In other words, contemporary Black activism is guided by the principle that racial discrimination cannot be effectively dismantled unless other forms of discrimination are tackled as well.

The re-imagined power of visual culture

#BLM activists differ from the previous generations both in their ideals and in the strategies used to achieve their goals. Thanks to social media, activists can now reach millions of people in milliseconds, stirring the public conscience and bringing people together faster than even before.

Using photos and actual footage to elicit a response from the public opinion is not a new strategy in itself. Pictures documenting the horrors of slavery were already circulated by the abolitionist movement – a famous example being the photo of slave Gordon’s back, scarred by repeated whippings, which was widely distributed by the abolitionists in the second half of the 19th century and later reprinted by Harper’s Weekly.

Images and footage played an equally important role in the abolitionist movement. Television allowed a broad and fast circulation of images, and civil rights activists were aware of the power of the new medium to document racism, as well as to project a positive and respectable image of Black communities.

This had a strong impact on how activists were trained. For example, activists at sit-ins and marches were taught to not respond to provocations, and images of respectable Black citizens wearing their best church clothes and protesting peacefully despite the violence perpetrated against them by white mobs were broadcasted quickly and caused outrage in the US and internationally.

There is ample evidence that Black activism in all its phases has always been aware of the importance of using mass media strategically. But what is new in the era of social media is not only the speed at which images circulate, but most importantly the accessibility of this technology. Anybody can actively participate in taking and spreading images, in a participatory act that has created a huge archive of material documenting the consequences of institutional racism.

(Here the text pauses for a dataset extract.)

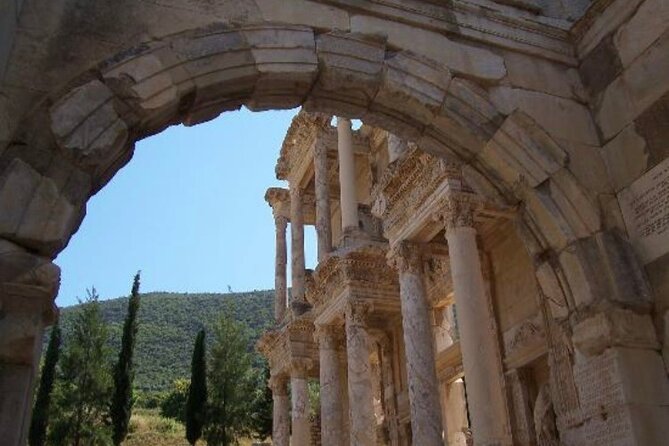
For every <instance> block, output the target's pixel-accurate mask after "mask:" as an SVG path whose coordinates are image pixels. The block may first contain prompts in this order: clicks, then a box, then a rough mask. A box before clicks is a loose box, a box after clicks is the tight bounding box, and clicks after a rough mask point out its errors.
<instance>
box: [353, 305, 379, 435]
mask: <svg viewBox="0 0 669 446" xmlns="http://www.w3.org/2000/svg"><path fill="white" fill-rule="evenodd" d="M366 311H367V309H366V308H365V307H363V306H362V305H359V304H354V305H350V306H349V308H348V309H347V311H346V353H347V360H348V399H349V429H350V444H351V446H376V427H375V419H374V405H373V401H372V399H373V397H374V395H373V391H372V365H371V362H370V359H369V355H370V347H369V339H368V334H367V330H366V326H365V322H364V317H365V312H366Z"/></svg>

Human rights vs civil rights

Another trait that differentiates #BLM from previous phases of Black activism is the group’s focus on the human treatment of Black citizens over a more specific concern for political and civil rights.

The affirmation that Black lives matter, as self-evident as it may seem, actually aims at drawing people’s attention towards the fragility of those lives, threatened by the same power dynamics that subjugated Black people during times of slavery. In fact, #BLM has been vocal in denouncing how the main problems that the Black community is facing – police brutality and mass incarceration – derive directly from the institution of slavery.

#BLM activists have denounced how the situation of many impoverished Black and Latinx communities resembles slavery in several ways. The group has  repeatedly emphasised that a disproportionate number of citizens in these communities are not in a condition to access basic services, such as affordable healthcare, safe housing and good education, a situation which leads people driven by lack of opportunities to commit petty crimes for which they receive harsher sentences than offenders coming from affluent communities.

the free labour of Black inmates generates an income

Scholars have pointed out that the free labour of Black inmates generates an income that makes the prison industrial complex a profitable machine, so that the value of Black lives in financial terms, not in human terms, is as high as in slavery times. The criminalisation of poverty and lack of resources has therefore effectively replaced slavery and segregation as a means to perpetuate white privilege in a post-Civil Rights society.

#BLM’s insistence on protecting Black lives, criticised by those who advocate that all lives matter, is therefore easily explained in the light of a long tradition of devaluing Black lives, not all lives, in American society.

The killing of George Floyd is just one more example of the fact that Black lives continue to be vulnerable to racially motivated violence, and American institutions are proving not only unable and unwilling to fully protect them, but actually complicit in the violence perpetrated against them.